HFR1 protein is constitutively nuclear localized when transiently expressed in onion epidermal cells. Onion epidermal peels were bombarded with constructs for expression of either the GUS reporter only or a GUS-HFR1 chimera. The peels were then incubated in darkness or FRc for 17 h before staining. In the top row, blue color results from GUS activity; below, the fluorescence from DAPI stain shows the position of the nucleus in each cell. Bar, 100 μm.

Figure 7

HFR1 protein can bind the phytochrome-interactor PIF3. (A) Two-hybrid assays for interaction in yeast between HFR1, PIF3, phyA C-terminal half, or phyB C-terminal half, along with negative controls nuclear lamin and unfused GAL4 activation domain (GAD). GBD refers to the GAL4 DNA-binding domain. Asterisks mark assay results that are also shown in an expanded view in the inset. Bars represent the standard error of the mean. (B) In vitro binding of HFR1 to PIF3. Shown are autoradiograms of SDS-PAGE separated proteins from immunoprecipitations. The GAL4 activation domain (GAD) was used as an epitope tag in bait constructs in fusion with PIF3 (GAD-PIF3) and HFR1 (GAD-HFR1). Prey HFR1 (HFR1) and PIF3 (PIF3) were expressed without the epitope tag. Bait proteins were immunoprecipitated using antibody to GAD immobilized on beads. Input lanes were loaded with half the fraction of each binding reaction that was loaded for washed precipitate lanes (Ppt.). (Lanes 1–3) precipitation of HFR1 by GAD control (1), GAD-HFR1 (2), and GAD-PIF3 (3). (Lanes 4,5) precipitation of PIF3 by GAD control (4) and GAD-HFR1 (5).

Figure 8

Both phyA and phyB bind as Pfr in vitro to both the PIF3 homodimer and a HFR1/PIF3 complex. (A) PhyA or phyB apoproteins were expressed separately in vitro (apo-phy), and combined with chromophore (PCB) to make spectrally active holoprotein (holo-phy); portions of each phytochrome solution were then irradiated with either FR or R to form predominantly Pr (A-Pr; B-Pr) or Pfr (A-Pfr; B-Pfr) forms, respectively.
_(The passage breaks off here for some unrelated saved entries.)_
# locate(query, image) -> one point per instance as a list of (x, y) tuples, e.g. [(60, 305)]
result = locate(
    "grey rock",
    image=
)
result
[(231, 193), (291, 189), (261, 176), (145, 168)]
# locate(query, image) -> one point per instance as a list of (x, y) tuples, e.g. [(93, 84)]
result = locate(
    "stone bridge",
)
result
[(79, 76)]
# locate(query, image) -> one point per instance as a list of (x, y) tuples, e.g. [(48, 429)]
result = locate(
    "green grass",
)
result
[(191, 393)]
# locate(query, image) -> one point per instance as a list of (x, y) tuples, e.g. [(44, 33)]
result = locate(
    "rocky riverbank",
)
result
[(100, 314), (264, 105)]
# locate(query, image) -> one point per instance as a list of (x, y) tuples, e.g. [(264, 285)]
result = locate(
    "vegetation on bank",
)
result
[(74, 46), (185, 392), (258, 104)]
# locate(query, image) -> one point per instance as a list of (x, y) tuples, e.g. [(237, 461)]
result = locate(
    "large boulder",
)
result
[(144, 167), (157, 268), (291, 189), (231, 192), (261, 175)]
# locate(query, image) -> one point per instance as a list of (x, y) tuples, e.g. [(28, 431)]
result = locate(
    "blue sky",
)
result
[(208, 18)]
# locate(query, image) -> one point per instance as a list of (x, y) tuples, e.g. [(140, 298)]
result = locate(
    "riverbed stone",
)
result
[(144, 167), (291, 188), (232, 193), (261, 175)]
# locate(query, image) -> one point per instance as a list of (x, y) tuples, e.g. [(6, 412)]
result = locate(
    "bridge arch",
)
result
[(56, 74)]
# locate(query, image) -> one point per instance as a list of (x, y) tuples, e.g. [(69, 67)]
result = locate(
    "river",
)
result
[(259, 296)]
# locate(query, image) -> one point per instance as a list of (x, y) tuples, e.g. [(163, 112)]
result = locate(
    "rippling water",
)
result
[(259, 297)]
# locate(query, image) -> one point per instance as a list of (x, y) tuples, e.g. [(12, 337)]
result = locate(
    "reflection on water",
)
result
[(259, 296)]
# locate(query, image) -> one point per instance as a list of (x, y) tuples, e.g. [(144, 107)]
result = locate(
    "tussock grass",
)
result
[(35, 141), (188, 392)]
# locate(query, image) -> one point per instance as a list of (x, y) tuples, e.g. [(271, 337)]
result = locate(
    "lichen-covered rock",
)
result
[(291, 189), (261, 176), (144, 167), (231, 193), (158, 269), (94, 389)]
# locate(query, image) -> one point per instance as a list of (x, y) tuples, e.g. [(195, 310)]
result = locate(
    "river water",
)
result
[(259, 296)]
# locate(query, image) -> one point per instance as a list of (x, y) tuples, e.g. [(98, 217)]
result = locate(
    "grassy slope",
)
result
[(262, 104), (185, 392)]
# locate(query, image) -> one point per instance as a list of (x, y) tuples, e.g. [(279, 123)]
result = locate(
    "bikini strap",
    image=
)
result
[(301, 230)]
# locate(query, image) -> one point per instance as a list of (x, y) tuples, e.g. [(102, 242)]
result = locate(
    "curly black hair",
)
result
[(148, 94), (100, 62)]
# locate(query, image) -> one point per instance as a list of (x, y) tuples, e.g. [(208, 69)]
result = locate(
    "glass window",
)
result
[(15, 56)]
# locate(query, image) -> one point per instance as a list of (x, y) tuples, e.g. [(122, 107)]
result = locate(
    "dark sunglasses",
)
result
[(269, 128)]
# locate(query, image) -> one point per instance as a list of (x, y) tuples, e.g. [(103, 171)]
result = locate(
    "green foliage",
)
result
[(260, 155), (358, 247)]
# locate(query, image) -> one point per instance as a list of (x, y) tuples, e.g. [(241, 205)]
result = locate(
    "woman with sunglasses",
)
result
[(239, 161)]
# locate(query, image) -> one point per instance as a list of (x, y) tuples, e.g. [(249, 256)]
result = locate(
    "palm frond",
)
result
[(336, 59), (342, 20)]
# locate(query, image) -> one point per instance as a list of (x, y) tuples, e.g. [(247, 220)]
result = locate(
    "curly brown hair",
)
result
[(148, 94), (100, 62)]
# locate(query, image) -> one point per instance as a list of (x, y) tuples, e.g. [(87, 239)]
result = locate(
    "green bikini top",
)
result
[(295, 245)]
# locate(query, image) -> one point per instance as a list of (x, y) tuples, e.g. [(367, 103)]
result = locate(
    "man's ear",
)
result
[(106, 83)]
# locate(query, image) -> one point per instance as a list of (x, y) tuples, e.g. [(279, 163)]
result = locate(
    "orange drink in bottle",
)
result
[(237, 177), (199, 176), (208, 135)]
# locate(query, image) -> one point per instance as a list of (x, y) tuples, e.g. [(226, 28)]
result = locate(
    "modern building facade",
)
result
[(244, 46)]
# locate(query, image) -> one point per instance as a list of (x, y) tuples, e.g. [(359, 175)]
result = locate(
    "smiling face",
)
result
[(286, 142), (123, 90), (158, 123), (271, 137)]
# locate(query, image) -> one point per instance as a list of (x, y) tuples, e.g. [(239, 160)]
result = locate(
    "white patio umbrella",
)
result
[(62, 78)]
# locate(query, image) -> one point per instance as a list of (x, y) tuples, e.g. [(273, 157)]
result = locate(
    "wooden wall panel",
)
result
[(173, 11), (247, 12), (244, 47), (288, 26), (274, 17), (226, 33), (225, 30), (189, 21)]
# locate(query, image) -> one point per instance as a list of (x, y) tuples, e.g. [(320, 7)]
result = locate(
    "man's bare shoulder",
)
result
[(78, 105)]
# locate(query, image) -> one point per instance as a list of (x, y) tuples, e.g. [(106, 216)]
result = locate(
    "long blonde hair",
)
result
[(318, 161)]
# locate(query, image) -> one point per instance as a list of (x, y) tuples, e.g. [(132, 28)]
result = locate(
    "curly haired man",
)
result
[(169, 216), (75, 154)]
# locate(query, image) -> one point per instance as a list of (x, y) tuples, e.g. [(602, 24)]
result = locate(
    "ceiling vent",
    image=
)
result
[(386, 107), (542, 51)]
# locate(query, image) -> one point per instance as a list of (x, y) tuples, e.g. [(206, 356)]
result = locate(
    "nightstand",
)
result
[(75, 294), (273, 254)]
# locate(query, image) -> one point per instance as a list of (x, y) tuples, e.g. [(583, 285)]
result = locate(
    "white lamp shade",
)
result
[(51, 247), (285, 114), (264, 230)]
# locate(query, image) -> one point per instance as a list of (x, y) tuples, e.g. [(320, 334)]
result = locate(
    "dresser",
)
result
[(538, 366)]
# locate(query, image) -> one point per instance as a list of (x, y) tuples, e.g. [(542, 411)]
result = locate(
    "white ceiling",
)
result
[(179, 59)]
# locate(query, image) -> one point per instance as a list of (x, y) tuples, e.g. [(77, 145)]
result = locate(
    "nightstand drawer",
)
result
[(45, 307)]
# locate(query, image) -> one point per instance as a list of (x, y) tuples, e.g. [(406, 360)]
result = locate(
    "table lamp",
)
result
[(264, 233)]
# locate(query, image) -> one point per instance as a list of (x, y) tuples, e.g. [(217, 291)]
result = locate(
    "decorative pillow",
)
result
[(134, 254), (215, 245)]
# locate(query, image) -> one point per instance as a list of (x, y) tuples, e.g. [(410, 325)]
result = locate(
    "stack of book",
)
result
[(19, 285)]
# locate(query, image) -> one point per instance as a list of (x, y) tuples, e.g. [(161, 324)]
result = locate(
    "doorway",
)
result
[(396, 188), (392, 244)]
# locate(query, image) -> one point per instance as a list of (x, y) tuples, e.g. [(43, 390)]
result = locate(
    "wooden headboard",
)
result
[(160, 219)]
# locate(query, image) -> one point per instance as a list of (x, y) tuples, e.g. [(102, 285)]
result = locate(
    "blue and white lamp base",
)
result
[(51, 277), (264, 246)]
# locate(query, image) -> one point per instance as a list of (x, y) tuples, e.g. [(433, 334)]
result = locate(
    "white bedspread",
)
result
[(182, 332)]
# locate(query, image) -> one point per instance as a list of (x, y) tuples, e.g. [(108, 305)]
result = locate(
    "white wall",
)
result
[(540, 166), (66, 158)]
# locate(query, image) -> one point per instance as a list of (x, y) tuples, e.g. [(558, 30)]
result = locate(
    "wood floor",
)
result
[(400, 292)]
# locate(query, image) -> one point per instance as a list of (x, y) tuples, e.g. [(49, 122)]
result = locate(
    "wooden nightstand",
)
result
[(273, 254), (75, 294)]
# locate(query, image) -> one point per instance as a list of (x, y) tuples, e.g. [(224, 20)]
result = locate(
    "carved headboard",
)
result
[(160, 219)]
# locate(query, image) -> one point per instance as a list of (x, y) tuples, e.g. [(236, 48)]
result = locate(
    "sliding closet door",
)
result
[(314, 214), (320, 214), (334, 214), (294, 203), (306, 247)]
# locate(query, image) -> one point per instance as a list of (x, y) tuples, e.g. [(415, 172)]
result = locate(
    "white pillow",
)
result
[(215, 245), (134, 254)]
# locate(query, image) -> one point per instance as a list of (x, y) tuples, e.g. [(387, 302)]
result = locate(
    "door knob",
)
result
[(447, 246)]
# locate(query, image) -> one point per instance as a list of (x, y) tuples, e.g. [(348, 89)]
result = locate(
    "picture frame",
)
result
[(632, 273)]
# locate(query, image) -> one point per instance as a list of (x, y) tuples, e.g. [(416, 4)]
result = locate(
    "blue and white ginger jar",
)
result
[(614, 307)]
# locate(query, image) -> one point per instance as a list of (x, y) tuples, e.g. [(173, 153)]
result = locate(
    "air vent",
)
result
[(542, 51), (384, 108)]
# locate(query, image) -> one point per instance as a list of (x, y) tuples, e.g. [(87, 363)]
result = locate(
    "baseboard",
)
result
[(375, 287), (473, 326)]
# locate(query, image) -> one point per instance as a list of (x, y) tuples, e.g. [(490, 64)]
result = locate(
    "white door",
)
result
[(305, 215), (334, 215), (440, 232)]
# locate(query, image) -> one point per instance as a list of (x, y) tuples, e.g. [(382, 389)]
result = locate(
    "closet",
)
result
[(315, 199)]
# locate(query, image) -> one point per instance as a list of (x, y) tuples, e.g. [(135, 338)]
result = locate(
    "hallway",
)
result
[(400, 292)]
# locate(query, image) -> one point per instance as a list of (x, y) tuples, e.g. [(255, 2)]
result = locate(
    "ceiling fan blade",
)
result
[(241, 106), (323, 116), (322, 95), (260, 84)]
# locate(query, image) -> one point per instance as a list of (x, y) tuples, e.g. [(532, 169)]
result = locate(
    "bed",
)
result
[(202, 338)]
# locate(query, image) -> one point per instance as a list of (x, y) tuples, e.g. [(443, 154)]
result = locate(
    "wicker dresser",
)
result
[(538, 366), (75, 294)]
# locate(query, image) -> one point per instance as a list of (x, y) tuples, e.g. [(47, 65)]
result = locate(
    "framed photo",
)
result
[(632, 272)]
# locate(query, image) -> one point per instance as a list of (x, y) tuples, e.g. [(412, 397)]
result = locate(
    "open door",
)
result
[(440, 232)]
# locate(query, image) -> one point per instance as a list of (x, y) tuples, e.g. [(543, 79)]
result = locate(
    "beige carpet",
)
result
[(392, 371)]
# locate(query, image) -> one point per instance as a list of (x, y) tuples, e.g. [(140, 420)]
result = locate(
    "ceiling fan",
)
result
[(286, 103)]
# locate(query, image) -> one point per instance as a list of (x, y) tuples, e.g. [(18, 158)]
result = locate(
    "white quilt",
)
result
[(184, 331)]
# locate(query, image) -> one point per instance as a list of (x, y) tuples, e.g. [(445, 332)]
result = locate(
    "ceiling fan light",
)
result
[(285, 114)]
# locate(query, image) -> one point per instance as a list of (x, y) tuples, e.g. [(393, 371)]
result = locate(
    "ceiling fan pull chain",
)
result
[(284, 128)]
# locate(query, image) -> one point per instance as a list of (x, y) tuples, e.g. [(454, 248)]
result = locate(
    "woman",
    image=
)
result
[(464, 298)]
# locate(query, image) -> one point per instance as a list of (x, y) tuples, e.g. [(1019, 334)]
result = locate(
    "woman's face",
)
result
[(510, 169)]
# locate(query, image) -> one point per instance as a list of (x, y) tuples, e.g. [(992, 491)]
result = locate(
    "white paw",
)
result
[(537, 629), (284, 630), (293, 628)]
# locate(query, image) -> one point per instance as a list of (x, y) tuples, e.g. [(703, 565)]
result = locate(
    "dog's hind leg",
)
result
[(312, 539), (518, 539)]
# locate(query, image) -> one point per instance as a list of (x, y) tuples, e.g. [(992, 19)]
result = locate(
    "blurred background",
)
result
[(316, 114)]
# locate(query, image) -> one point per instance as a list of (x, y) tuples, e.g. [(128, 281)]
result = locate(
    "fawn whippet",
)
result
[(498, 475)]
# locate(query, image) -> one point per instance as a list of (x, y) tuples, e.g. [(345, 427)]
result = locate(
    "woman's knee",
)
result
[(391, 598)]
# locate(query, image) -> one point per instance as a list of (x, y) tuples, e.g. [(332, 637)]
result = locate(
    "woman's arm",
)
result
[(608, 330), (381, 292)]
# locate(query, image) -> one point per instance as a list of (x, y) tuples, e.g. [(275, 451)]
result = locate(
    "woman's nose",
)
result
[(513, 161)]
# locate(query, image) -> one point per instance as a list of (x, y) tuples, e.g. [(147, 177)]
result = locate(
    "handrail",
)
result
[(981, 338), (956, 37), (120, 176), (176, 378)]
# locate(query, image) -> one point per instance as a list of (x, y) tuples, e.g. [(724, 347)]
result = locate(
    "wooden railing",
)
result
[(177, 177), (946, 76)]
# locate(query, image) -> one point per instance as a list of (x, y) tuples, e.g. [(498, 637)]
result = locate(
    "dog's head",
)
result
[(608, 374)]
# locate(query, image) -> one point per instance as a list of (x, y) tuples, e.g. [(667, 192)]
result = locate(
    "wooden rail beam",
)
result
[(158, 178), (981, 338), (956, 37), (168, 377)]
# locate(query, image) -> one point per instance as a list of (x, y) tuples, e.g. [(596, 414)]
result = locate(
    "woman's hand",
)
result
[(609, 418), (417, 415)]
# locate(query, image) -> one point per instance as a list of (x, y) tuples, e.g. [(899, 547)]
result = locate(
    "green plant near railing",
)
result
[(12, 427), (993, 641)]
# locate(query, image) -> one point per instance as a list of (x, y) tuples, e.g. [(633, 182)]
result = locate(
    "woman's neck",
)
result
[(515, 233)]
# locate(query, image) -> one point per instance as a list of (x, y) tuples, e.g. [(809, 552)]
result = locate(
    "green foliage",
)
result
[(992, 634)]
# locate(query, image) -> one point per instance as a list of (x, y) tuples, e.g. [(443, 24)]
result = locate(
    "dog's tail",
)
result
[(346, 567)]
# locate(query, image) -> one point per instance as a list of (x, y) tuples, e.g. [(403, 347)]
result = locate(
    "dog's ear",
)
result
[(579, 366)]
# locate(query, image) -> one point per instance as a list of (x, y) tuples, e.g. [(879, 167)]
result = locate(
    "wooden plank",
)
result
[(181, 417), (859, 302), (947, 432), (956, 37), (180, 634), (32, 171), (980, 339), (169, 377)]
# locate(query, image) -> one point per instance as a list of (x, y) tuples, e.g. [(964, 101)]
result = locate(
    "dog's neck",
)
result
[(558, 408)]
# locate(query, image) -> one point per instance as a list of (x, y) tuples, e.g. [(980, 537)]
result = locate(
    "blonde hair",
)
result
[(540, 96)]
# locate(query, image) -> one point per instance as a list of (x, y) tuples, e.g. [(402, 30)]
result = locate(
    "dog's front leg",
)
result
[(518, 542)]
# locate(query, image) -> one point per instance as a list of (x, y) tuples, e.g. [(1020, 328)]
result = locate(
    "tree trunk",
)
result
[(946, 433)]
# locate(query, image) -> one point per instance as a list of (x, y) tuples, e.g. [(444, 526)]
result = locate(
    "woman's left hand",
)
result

Bait beads were prepared by binding GAD-tagged proteins (G; alone or coexpressed with untagged PIF3 [P]), GAD-HFR1 (GH), or GAD-PIF3 (GP) to MAb-Protein A-beads, and then washing to remove loosely bound protein. Bait proteins were labeled at 2% of the specific activity of the phytochromes. (B) Autoradiograms of proteins separated by SDS-PAGE. Input phyA (A) and phyB (B) lanes were loaded with one-fifth the fraction of each binding reaction that was loaded for washed precipitates. (C) Quantitation of the phytochrome precipitated in (B).

Figure 9

A model for the role of HFR1 in phytochrome signaling. FRc, acting through phyA, enhances HFR1 transcription and Rc, acting through phyB or another phytochrome, suppresses HFR1 transcription. Phytochromes in their Pfr form (phy) translocate to the nucleus, where they are recruited to target gene promoters in genomic DNA (thick black bars, with recognition sequences overlaid and with arrows representing transcription initiation sites) by PIF3 (P). Whereas the PIF3 homodimer recognizes a G-box and potentially regulates gene expression in response to Rc or FRc, the heterodimer of PIF3 and HFR1 (H), formed predominantly in FRc, recognizes a distinct sequence in phyA-specific gene targets.